Когда мы с Оррином спустились с горы, Тинкер уже вернулся в лагерь.
— За Нел можно не беспокоиться, — сказал он. — Этот зверь защитит ее от любого нападения. Все время, что я там был, он следил за каждым моим шагом, и стоило мне только приблизиться к ней, как он тут же принимался рычать.
— Она и сегодня моет золото?
— Совсем немного — у нее температура. Не очень высокая, но если она способна работать в таком состоянии, то, пожалуй, добьется своего и застолбит этот участок.
— Все лучше, чем искать золото, которое зарыто неизвестно где. В этой огромной горной стране можно всю жизнь искать его и уйти с пустыми руками.
Оррин налил себе кофе.
— Как ты думаешь, Телль, что нам теперь делать? Мы не нашли никаких следов отца. Если ты прав и вторая часть отряда ушла на запад, то и он, наверное, тоже пошел туда, если ему удалось выжить.

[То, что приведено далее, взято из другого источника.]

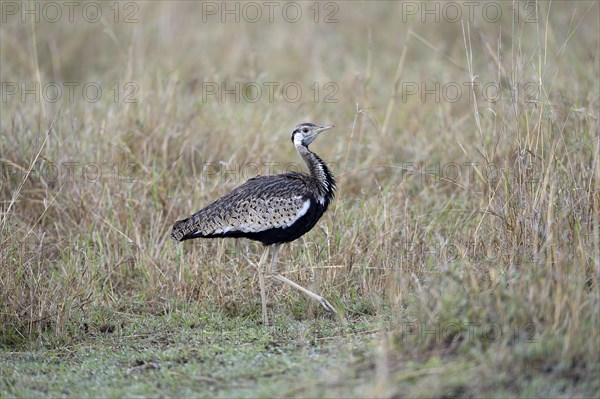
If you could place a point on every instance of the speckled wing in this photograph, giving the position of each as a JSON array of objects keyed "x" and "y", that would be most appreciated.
[{"x": 260, "y": 204}]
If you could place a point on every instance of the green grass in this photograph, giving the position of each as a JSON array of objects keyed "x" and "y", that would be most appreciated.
[{"x": 461, "y": 248}]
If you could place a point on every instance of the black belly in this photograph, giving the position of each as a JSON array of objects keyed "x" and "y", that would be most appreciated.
[{"x": 285, "y": 234}]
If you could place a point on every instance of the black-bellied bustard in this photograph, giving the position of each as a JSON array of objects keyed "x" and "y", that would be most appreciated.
[{"x": 271, "y": 209}]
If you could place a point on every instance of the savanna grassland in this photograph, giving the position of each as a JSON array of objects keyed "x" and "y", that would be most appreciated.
[{"x": 462, "y": 249}]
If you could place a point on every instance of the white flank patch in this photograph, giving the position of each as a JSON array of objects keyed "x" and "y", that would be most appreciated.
[
  {"x": 301, "y": 212},
  {"x": 222, "y": 230}
]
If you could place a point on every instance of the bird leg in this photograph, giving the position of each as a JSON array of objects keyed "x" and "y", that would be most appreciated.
[
  {"x": 324, "y": 302},
  {"x": 261, "y": 283}
]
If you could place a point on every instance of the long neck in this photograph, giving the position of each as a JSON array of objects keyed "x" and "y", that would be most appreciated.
[{"x": 322, "y": 176}]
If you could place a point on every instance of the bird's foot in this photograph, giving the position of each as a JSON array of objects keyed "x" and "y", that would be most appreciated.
[{"x": 325, "y": 303}]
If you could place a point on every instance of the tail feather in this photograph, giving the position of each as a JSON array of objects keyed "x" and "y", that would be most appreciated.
[{"x": 180, "y": 230}]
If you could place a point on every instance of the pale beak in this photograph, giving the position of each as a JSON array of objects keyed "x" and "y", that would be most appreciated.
[{"x": 316, "y": 132}]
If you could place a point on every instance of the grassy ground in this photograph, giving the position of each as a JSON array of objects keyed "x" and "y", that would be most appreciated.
[{"x": 461, "y": 249}]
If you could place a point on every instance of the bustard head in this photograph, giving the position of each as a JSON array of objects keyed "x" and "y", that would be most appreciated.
[{"x": 305, "y": 133}]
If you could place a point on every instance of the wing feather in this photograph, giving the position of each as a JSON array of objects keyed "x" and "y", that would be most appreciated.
[{"x": 260, "y": 204}]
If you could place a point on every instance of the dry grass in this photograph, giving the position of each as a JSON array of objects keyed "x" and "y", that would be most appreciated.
[{"x": 456, "y": 213}]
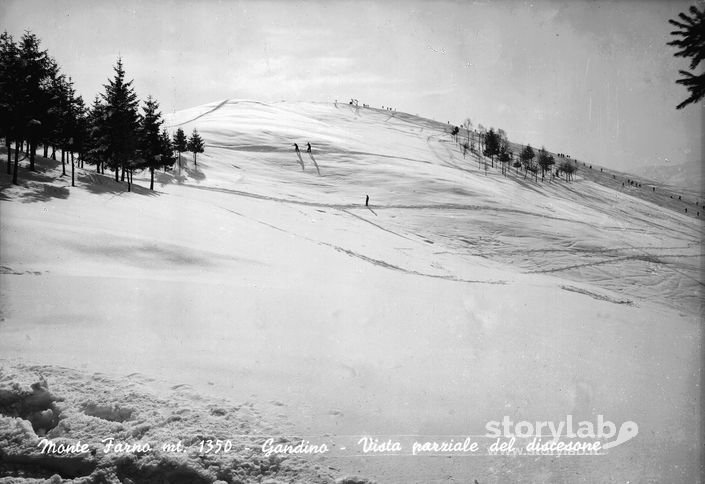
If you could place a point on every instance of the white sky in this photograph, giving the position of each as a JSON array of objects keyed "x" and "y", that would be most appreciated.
[{"x": 592, "y": 79}]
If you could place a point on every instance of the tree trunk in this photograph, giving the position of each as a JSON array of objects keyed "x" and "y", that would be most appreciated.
[
  {"x": 32, "y": 153},
  {"x": 17, "y": 163},
  {"x": 9, "y": 155}
]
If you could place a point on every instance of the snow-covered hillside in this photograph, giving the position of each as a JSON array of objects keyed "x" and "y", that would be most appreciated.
[{"x": 459, "y": 296}]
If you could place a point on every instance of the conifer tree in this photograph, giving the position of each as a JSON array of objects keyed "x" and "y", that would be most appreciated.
[
  {"x": 122, "y": 121},
  {"x": 527, "y": 157},
  {"x": 97, "y": 137},
  {"x": 195, "y": 144},
  {"x": 150, "y": 142},
  {"x": 180, "y": 143},
  {"x": 691, "y": 42},
  {"x": 491, "y": 145},
  {"x": 545, "y": 161},
  {"x": 167, "y": 150}
]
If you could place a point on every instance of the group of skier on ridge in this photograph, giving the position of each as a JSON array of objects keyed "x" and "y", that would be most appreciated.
[{"x": 308, "y": 150}]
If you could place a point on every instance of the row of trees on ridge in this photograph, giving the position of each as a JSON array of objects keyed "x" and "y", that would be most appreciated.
[{"x": 39, "y": 107}]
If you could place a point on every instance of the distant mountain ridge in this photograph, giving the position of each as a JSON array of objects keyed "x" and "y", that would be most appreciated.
[{"x": 687, "y": 175}]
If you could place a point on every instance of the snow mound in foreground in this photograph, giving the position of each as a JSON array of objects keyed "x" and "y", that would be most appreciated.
[{"x": 33, "y": 417}]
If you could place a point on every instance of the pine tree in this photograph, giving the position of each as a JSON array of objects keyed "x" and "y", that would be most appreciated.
[
  {"x": 180, "y": 143},
  {"x": 195, "y": 144},
  {"x": 545, "y": 161},
  {"x": 691, "y": 44},
  {"x": 150, "y": 142},
  {"x": 167, "y": 150},
  {"x": 527, "y": 157},
  {"x": 97, "y": 137},
  {"x": 9, "y": 95},
  {"x": 34, "y": 94},
  {"x": 122, "y": 121},
  {"x": 492, "y": 145}
]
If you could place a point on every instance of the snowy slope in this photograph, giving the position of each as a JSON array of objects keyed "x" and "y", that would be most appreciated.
[{"x": 459, "y": 296}]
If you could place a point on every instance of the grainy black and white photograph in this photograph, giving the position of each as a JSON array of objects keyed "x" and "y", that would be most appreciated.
[{"x": 351, "y": 242}]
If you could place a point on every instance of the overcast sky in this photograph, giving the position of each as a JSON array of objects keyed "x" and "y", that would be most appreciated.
[{"x": 592, "y": 79}]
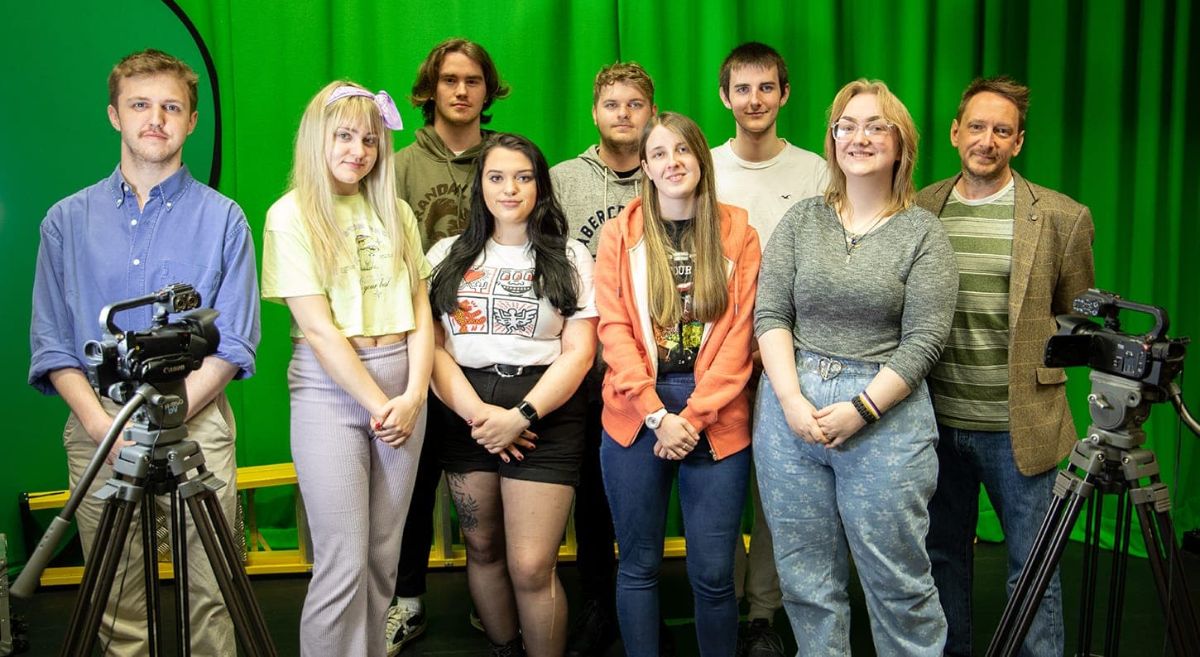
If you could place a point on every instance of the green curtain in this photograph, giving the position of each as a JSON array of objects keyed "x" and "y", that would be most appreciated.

— Он не погиб в ту ночь — ведь в дневнике есть еще несколько страниц. Думаю, он каким-то образом выделил то, что хотел сказать именно нам, поэтому надо читать очень внимательно. Я предлагаю прочитать все записи отца, а потом еще раз тщательно осмотреть гору Сан-Хуан. Отец ведь очень хорошо знал местность, лежащую к западу отсюда. Помнишь, он рассказывал нам, как жил на реке Долорес.
Мы поели, а потом сварили себе еще кофе. Я вытащил из сумки дневник, и тут мы услышали шаги какого-то животного и отодвинулись от костра в тень деревьев.
Из темноты раздался голос:
— Эй, там, у огня, всем привет! Я иду к вам!
Вслед за этим появилась Нел Трелони верхом на Джекобе, в сопровождении верного Нэба.
— Мне стало вдруг одиноко, — сказала девушка, — и я решила прийти к вам на огонек.
— Садитесь. Мы собираемся читать дневник нашего отца. Постараемся найти какую-нибудь нить.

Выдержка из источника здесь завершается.